Saturday, 7 February 2015

Managing our environment: 10 key concepts


Here are ten key environmental management concepts and what they mean from my perspective. I've chosen: Environment; Sustainability; Sustainable Development; Management; Environmental Management; Stakeholder; Complexity; Decision; System; Perspective.

  • Those affecting and those affected by a change.  = Stakeholders
  • The quality of a system that has many components, all interconnected with each other = Complexity
  • Development that meets the needs of the present without reducing the ability of future generations to meet theirs. = Sustainable development***
  • A way of experiencing the world; a point of view, one of many, all to be considered = Perspective
  • Set of things existing in relation to each other, defined by someone…natural and non-natural, observer dependent; not just our surroundings or the biophysical world but also humans and their social, economic and other systems. We are a part of it, are dependent on it...there are multidimensional interrelationships and feedbacks...human-centred definitions are flawed. We are always linked in and are not in control. = Environment
  • Control, organise and arrange for use of aspects an environment…with natural components, technologies, people…by an individual, organisation or community. = Management
  • The capacity to live without undermining the systems that support life = Sustainability***
  • The managing of human-environment relationships, involving controlling, organising and creating new circumstances for new policies and practices to occur. = Environmental Management
  • A whole, made up of interconnected parts organised to perform a function(s)…(perspective dependent). = System
  • Conscious choice to take or not to take; a particular action or set of actions. = Decision

***Variety in the definitions of sustainability: examples

Acting in recognition of the fact that social and economic systems have to work within and are dependent upon our environment (systems).

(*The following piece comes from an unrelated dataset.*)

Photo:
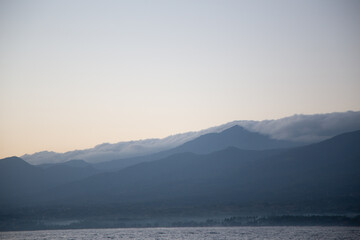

Transition from a consumer to a conserver society (transformative).

Reconciliation of production and reproduction (feminist, via journalist/writer Bea Campbell).

Achieving a set of economic (and social) goals not centred primarily on economic growth, with growth meeting conditions and being selective (economic).

Coherently and consistently combining: efficiency; renewability; living within environmental limits; strong local communities; fairness, local and global; health, wellbeing and quality of life; fairness, now and on into the future (my own, more operational definition).

The capacity to live without undermining the systems that support life (ecological).

Development that meets the needs of the present without reducing the ability of future generations to meet theirs (Brundtland, UN Committee, sustainable development).